A l’arrière se trouvent GDE, Jazz et leur collègue, l’agent Justin, un grand type baraqué au teint mat et aux cheveux rasés, stoïque dans son costume Armaldi impeccable. De temps en temps, on entend les grognements féroces de l’estomac de GDE, qui a préféré sauter le petit-déjeuner.
Quant à moi, je suis assis à l’avant, détendu sur le siège passager, surveillant ce brave Trollface qui conduit pour la première fois en situation réelle. Je ne me peux m’empêcher de me sentir fier de posséder un Mélodelfe aussi moche et talentueux. En un mot : unique.
Trollface est assis sur un rehausseur, bien calé au fond de son siège, maintenu fermement par la ceinture de sécurité. En le voyant, un inconnu se dirait qu’il est en train d’utiliser Métronome avec les deux mains.
En réalité, le Mélodelfe contrôle les pédales avec son index gauche et tourne le volant avec le droit.
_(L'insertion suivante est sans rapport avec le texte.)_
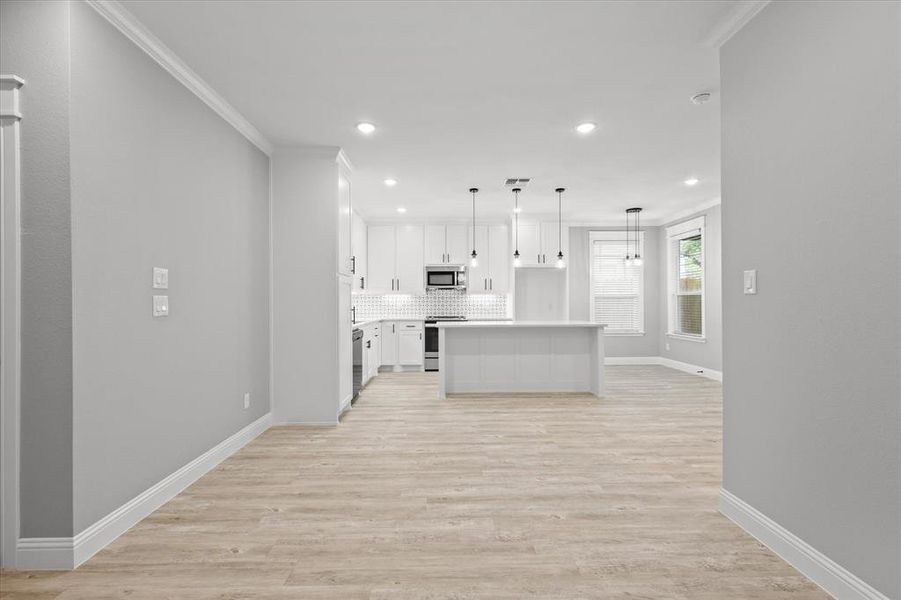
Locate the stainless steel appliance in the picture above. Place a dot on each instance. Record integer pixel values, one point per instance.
(431, 339)
(445, 277)
(357, 338)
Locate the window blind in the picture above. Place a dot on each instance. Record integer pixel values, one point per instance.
(616, 288)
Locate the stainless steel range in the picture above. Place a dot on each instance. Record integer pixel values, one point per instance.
(431, 338)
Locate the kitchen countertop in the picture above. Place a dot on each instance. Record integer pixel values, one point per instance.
(514, 324)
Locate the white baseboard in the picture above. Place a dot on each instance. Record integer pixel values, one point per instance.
(816, 566)
(666, 362)
(68, 553)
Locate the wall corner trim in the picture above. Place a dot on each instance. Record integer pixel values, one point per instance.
(738, 15)
(613, 361)
(68, 553)
(816, 566)
(134, 30)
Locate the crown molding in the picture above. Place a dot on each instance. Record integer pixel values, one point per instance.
(134, 30)
(732, 22)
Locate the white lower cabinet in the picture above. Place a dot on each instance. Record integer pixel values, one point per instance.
(401, 344)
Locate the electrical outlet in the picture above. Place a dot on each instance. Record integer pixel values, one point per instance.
(160, 278)
(161, 306)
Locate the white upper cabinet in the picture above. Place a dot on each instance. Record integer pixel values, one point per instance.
(345, 226)
(410, 269)
(381, 258)
(492, 243)
(435, 245)
(457, 240)
(395, 259)
(360, 252)
(446, 244)
(538, 243)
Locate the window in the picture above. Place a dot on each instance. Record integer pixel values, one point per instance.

Un spectacle fascinant à regarder ! Il jette des regards furtifs en direction des rétroviseurs, contrôle sa vitesse, puis se reconcentre sur la route.
Bien entendu, il roule en véhicule à boîte automatique.
Jazz et Justin paniquent à mort sur la banquette arrière, ce qui rend la scène encore plus jouissive.
Je me penche vers Trollface :
« Tu fais encore la gueule ? Désolé, tu es le seul ici à aimer le Gangsta rap. Il est hors de question qu’on écoute ce genre de…
- Ne dites pas daube, il va encore se fâcher, souffle GDE, avant d’être pris d’un énième gargouillement.
- Ecoute-moi, Trollface… Non, j’ai dit écoute, pas regarde ! Reste concentré sur la route ! J’aime la musique classique. Et comme tous les fachos de mélomanes, je ne peux pas m’empêcher d’utiliser un vocabulaire péjoratif très marqué dès lors qu’il s’agit de qualifier des genres musicaux que je n’écoute pas. C’est normal pour moi, tu comprends ?
- J’ai faim, quand c’est qu’on arrive ?
- Bientôt GDE, ne t’inquiète pas, le rassure Jazz, qui ne semble pourtant pas très rassurée.
- Voilà ce que je te propose, on allume la radio en espérant qu’il n’y ait ni déplorable émission matinale, ni pubs débiles, et on profite de la musique, OK ? »
Trollface approuve d’un rigoureux hochement de tête. J’allume enfin le lecteur radio et passe cinq bonnes minutes à zapper avant de tomber sur une station potable.
Je ne vais pas me plaindre, non plus, Oye Kommo-o Va, ça donne la pêche le matin !
Nous contournons Romant-sous-Bois pour nous rendre directement à l’usine de Pokéballs. A la fin du trajet, Trollface réalise un créneau parfait pour garer la voiture, ce qui est hallucinant après seulement une quarantaine d’heures sur simulateur.
Tant mieux, je n’aime pas me garer. En fait, je déteste conduire.
Je remarque deux changements par rapport à ma réalité. Déjà, l’usine occupe une surface trois fois plus importante que dans mes souvenirs, ce qui ne signifie pas qu’elle emploie plus de monde, son fonctionnement étant entièrement automatisé.
Ensuite, un musée dédié à la Pokéball se situe à quelques mètres de la fabrique de capsules, entouré d’un magnifique jardin fleuri où batifolent des Chetiflor.
Je me remémore les premières recherches entreprises sur les conséquences de mon voyage dans le temps. La noble famille Valmont, originaire de Kalos, a financé la construction des premières Hyperballs.
Valmont, voilà un nom que j’espérais ne pas entendre.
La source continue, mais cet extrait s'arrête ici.